Белая буква | страница 2
Языки как люди, задумчиво смотрел в темное осеннее, напоминающее экран выключенного компьютера окно писатель Василий Объемов. Когда человек (народ) полон сил и надежд, его речь расцветает, как весенний луг. На этот луг приходят священные коровы смыслов. Вот только где (мысль, как дурной солдатик на плацу, вдруг сбилась с ноги) скрываются эти самые смыслы, неужели… в вымени? Когда человек (народ) устает, изнашивается, вернул мысль в строй Объемов, язык сохнет и колется, как сорняк. Священные коровы уходят с такого луга, пометив его навозными лепешками и брезгливо поджав вымя.
С этого, решил он, я и начну свое выступление. Кажется, Горький, посмотрел в темное окно писатель Василий Объемов, полагал мерилом цивилизации отношение к женщине. А вот мерилом адекватности государства — мысленно он уже стоял на трибуне, строго и в то же время доброжелательно (он был опытным лектором) вглядываясь в лица слушателей, — следует считать отношение власти к народу и языку.
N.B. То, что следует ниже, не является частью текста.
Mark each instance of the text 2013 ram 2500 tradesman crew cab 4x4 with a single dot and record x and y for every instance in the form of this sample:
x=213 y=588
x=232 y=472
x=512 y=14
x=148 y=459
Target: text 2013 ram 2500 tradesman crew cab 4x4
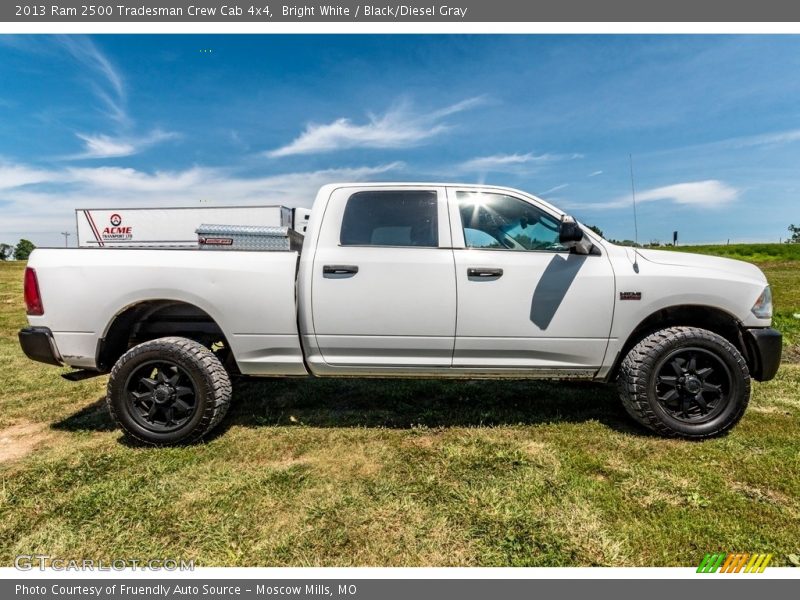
x=407 y=280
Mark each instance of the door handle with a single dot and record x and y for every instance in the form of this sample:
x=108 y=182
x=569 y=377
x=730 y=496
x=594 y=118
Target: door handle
x=339 y=270
x=484 y=273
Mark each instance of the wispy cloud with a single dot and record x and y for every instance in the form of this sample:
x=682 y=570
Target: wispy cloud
x=711 y=193
x=109 y=87
x=14 y=175
x=399 y=127
x=554 y=189
x=509 y=163
x=104 y=146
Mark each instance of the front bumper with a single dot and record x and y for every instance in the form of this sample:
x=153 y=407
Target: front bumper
x=764 y=347
x=38 y=344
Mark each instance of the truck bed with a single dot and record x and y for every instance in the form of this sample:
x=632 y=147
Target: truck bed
x=251 y=295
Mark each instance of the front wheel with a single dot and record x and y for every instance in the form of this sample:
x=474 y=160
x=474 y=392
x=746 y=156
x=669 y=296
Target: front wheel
x=685 y=382
x=168 y=391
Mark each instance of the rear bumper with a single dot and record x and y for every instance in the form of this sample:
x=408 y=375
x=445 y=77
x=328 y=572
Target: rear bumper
x=37 y=343
x=764 y=347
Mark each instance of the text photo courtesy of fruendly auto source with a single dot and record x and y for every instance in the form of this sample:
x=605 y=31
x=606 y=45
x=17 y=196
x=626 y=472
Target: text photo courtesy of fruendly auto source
x=418 y=300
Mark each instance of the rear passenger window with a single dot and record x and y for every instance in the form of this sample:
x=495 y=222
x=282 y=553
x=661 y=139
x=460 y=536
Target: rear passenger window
x=391 y=218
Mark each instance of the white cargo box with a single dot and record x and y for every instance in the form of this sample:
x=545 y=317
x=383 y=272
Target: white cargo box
x=167 y=227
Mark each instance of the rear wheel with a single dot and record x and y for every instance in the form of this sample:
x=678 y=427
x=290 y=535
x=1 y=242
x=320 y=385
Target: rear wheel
x=685 y=382
x=168 y=391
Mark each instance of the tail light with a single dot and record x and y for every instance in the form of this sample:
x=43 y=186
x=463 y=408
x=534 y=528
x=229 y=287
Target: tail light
x=33 y=299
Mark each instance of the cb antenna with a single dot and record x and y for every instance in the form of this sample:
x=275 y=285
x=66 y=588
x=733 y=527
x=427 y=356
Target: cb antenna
x=633 y=195
x=635 y=222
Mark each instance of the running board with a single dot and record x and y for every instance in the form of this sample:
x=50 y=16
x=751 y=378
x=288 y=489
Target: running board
x=80 y=375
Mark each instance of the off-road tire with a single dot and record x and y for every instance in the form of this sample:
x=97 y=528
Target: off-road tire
x=637 y=381
x=212 y=389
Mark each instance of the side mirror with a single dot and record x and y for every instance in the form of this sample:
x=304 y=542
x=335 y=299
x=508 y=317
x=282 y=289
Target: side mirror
x=571 y=236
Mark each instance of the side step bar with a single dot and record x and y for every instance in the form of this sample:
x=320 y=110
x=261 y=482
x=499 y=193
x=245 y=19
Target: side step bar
x=81 y=375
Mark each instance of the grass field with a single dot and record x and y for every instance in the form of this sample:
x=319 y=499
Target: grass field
x=346 y=472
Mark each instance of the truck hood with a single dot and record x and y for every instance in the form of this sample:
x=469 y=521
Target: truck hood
x=737 y=268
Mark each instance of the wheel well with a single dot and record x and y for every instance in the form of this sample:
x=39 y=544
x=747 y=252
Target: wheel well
x=705 y=317
x=160 y=318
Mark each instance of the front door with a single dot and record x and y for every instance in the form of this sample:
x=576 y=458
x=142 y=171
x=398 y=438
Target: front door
x=383 y=288
x=524 y=301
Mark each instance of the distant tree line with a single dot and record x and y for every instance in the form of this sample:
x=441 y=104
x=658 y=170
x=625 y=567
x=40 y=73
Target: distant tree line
x=794 y=230
x=21 y=251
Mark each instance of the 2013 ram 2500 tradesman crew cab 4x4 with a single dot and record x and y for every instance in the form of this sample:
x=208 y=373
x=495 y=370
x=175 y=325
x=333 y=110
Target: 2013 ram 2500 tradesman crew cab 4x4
x=408 y=280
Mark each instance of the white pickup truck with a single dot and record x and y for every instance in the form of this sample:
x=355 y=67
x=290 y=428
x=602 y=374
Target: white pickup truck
x=407 y=280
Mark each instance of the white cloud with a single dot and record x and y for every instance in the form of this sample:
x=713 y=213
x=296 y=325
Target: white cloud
x=105 y=146
x=711 y=193
x=554 y=189
x=399 y=127
x=513 y=162
x=110 y=87
x=767 y=139
x=13 y=175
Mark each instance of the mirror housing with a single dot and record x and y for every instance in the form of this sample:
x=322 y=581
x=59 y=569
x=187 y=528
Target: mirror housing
x=572 y=236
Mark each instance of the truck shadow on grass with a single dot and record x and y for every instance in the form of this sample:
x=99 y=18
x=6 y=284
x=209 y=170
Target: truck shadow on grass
x=401 y=404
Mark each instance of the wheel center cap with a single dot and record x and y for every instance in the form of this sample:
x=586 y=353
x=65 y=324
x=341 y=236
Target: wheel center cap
x=162 y=394
x=692 y=384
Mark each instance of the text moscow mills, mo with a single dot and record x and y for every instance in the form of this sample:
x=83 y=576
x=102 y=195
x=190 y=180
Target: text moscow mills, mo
x=187 y=590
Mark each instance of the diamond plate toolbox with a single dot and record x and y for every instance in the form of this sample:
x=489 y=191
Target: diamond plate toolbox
x=248 y=237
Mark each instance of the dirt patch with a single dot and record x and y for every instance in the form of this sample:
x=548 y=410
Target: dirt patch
x=791 y=354
x=20 y=440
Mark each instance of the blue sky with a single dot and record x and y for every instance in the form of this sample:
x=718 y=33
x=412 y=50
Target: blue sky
x=712 y=122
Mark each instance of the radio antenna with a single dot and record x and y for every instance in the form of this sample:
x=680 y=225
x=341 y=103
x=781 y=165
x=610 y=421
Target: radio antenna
x=633 y=195
x=635 y=223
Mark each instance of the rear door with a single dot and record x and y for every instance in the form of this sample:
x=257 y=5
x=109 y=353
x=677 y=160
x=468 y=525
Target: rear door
x=524 y=301
x=383 y=284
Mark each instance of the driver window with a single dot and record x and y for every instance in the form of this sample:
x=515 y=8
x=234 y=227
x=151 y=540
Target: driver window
x=497 y=221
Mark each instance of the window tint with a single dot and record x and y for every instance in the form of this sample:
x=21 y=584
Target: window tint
x=507 y=223
x=389 y=218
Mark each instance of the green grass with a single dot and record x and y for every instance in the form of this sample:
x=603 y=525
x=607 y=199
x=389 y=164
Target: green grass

Перед Объемовым привычно обозначился неуничтожимый (и неупиваемый, если вспомнить дружеские посиделки после круглых столов, заседаний и обсуждений, посвященных судьбе России) дискуссионный круг. С середины восьмидесятых, то есть уже большую часть жизни, он бегал по нему как цирковая лошадь. Когда-то — задорно вскидывая гривастую в султанах голову, сейчас — еле таская сбитые копыта.
Нечто тревожно-мистическое наличествовало в четвертьвековом (с момента распада СССР) дискурсе о судьбе России. За столько-то лет можно было бы прийти к чему-то конкретному. Своей (в смысле определения приемлемого сценария) обреченностью он напоминал дискурс о неотвратимости конца света.
Как будто некие просветленные, но грустные исследователи наблюдали за развитием диковинного мутанта. В силу очевидного атавистического вырождения (а как еще характеризовать первоначальный, беспощадный к «малым сим», то есть к народу, капитализм?) и дьявольского уродства мутант, казалось, не имел шансов выжить. Но злобная тварь не просто выжила, а сама стала жизнью, присосалась к природным и трудовым (определение другого писателя — Глеба Успенского) богатствам тысячелетней России, выплюнув, как обглоданную кость, народ на голый берег. Более того, тварь эта словно остановила само время, превратила его в клейкий — из костей народа — студень, слегка присыпанный кристаллами образованного сословия — солью земли русской. И жрала, жрала этот студень, не ведая насыщения, стыда и страха.